Ich glaube, es geht nicht
nur darum, Ärztin zu sein, eine offenkundig auch gute Ärztin zu sein, sondern
dieses Amt erfordert auch die Leidenschaft zu gestalten, zu führen und dann
auch Entscheidungen herbeizuführen, und all diese Voraussetzungen kann ich bei
Ihnen, Frau Stadträtin, nicht erkennen.
Die Konsequenz hingegen ist, und das ist uns ja schon
ein paar Mal aufgefallen, leider Gottes, dass Ihre Mitarbeiter demotiviert
sind, dass die Mitarbeiter in den Spitälern demotiviert, frustriert sind,
irritiert sind und dass das gerade in jüngster Vergangenheit oder in der Gegenwart
sogar noch auf die Patienten und Patientinnen von betroffenen Wiener Spitälern
übergreift. Und das kann ja wohl nicht Sinn und Zweck einer Wiener Gesundheitspolitik
sein, dass man die Menschen dieser Stadt, jedenfalls was die Versorgung im
Spitalsbereich anbelangt, dermaßen verunsichert, wie Sie es tun. (Beifall
bei der ÖVP.)
Es fehlt mir auf Grund der vorgegebenen Zeitspanne
die Zeit, alle Versäumnisse darzustellen, ich möchte mich daher sozusagen nur
auf die, auch wenn das salopp klingt, Top-Flops der jüngsten Vergangenheit beziehen
und das kann man wohl mit den Worten zusammenfassen "Ihr Waterloo heißt
Währing".
Da gibt es nämlich zwei Spitäler - wir sind uns alle
darüber einig -, die sind hoch reputiert, anerkannt, von den PatientInnen
anerkannt und beliebt. Und nachgefragt weit über die Grenzen Wiens hinaus, sie
haben einen Mangel, ein Manko, wofür sie ja nichts können, darüber sind wir uns
ja auch einig. Sie sind mono-disziplinär und es ist nicht mehr state of the
art, dass mono-disziplinäre Krankenhäuser eigentlich bestehen sollten und das
Ziel müsste es sein, dass derartige Spitäler in andere Spitäler mit mehreren
Fächern integriert, eingegliedert werden sollten, wobei ich meine, da bieten
sich in erster Linie Schwerpunktspitäler und nicht zwangsläufig
Standardkrankenhäuser an. Ich muss sagen, Ihr Vorgänger hatte ähnliche Problemstellungen
und hat vorexerziert, dass es geht.
Wir hatten das Maria-Theresien-Schlössel, die Kinderklinik
Glanzing und das Mautner-Markhof'sche Kinderspital, wo es die üblichen Brösel
bei derartigen Beschlussfassungen gegeben hat. Es hat den Aufstand auf der
lokalen Ebene gegeben, es hat die eine oder andere Bürgerinitiative gegeben und
auch die Medien haben sich dieser Frage bemächtigt, aber es ist schlussendlich
gelungen, doch in einer Art und Weise Entscheidungen herbeizuführen, dass alle
damit leben konnten. Ich glaube, diese Entscheidungen haben sich mittlerweile bewährt.

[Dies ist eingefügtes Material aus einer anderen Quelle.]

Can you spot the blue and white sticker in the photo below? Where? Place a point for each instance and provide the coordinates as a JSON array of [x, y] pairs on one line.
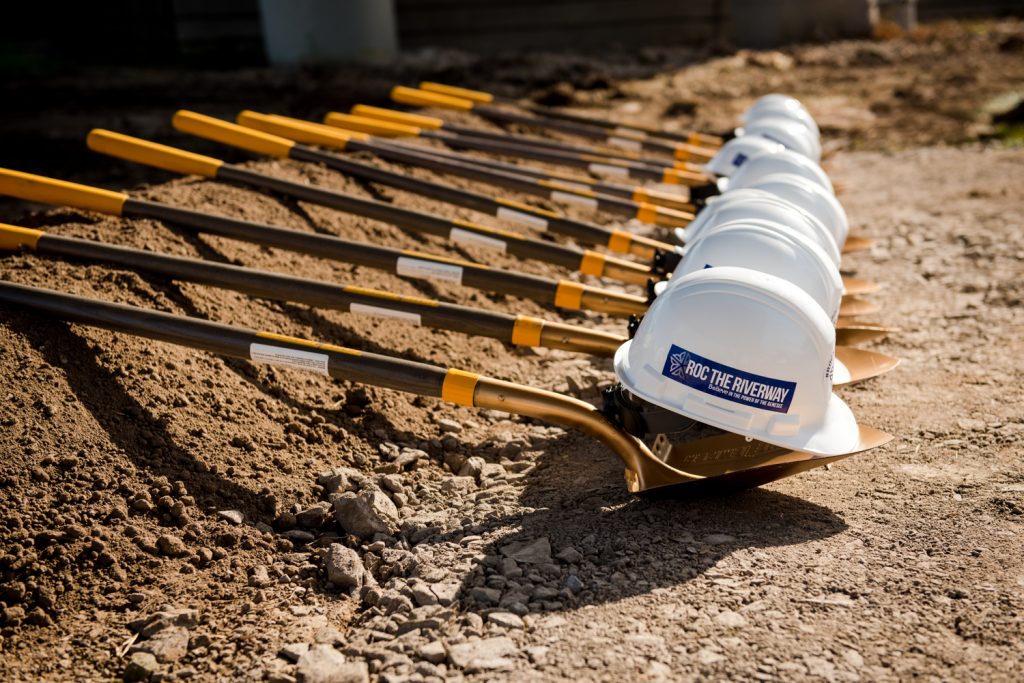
[[725, 382]]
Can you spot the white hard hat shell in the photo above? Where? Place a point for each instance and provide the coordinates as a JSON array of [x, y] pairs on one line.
[[767, 247], [743, 351], [733, 154], [810, 197], [750, 204], [782, 161], [788, 132]]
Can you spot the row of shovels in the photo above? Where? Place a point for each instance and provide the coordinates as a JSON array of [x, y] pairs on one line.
[[613, 254]]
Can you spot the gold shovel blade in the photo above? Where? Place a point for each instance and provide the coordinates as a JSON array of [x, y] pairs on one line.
[[852, 306]]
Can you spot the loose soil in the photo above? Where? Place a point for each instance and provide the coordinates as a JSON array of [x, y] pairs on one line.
[[121, 459]]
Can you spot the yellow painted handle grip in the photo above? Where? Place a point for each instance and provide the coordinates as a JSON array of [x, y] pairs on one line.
[[232, 134], [47, 190], [415, 97], [371, 126], [477, 96], [152, 154], [295, 129], [407, 118], [13, 238]]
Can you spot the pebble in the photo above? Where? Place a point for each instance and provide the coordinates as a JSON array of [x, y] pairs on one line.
[[232, 516], [529, 552], [486, 654], [357, 516], [323, 664], [171, 546], [140, 668], [344, 568], [449, 426], [506, 620]]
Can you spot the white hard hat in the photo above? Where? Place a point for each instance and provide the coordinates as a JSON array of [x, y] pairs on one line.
[[767, 247], [743, 351], [786, 108], [781, 161], [734, 153], [812, 198], [788, 132], [751, 204]]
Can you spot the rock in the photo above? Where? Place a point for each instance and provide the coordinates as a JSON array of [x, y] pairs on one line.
[[486, 654], [341, 479], [260, 577], [506, 620], [356, 514], [433, 651], [231, 516], [718, 539], [171, 546], [344, 568], [169, 644], [473, 467], [446, 592], [323, 664], [140, 668], [293, 651], [730, 620], [569, 555], [169, 616], [531, 552], [485, 596], [449, 426]]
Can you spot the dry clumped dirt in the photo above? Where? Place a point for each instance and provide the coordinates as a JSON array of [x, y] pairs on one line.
[[171, 515]]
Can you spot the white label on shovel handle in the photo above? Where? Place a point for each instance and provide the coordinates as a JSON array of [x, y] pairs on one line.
[[461, 237], [415, 267], [377, 311], [569, 198], [520, 217], [609, 169], [625, 144], [289, 357]]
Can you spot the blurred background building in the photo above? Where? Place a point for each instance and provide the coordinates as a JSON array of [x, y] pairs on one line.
[[235, 33]]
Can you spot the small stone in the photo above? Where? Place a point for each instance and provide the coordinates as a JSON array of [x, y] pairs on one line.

Aber was ist Ihre Strategie, Frau Stadträtin? - Sie
kündigen Dinge an, offensichtlich ohne im Vorfeld mit den Betroffenen ausreichend
gesprochen zu haben. Ich unterstelle Ihnen einen eklatanten Kommunikationsmangel
oder eine Kommunikationsunfähigkeit oder Unwilligkeit, je nachdem. Jedenfalls
ist das Ergebnis immer das Gleiche, es gibt blitzartig einen Megaaufstand.
Beispiel Gersthof: Blitzartig konnten 20 000
Unterschriften gesammelt werden. Es hat sich ein Prominentenkomitee gebildet
und es hat sich auch die "Kronen Zeitung" der Sache bemächtigt - gut,
das kommt öfters vor -, es hat also eine Rundumaufregung mit der Konsequenz
gegeben, dass der Herr Bürgermeister eine Bestandsgarantie für 2006 abgeben
musste. Als Abfallprodukt der ganzen Angelegenheit haben Sie dann noch in der
Semmelweis Klinik einen Scherbenhaufen hinterlassen, weil anders kann ich die
Situation dort nicht beschreiben. Das, was in der Semmelweis Klinik passiert
ist, hat einen Zusammenhang mit den Ereignissen in Gersthof.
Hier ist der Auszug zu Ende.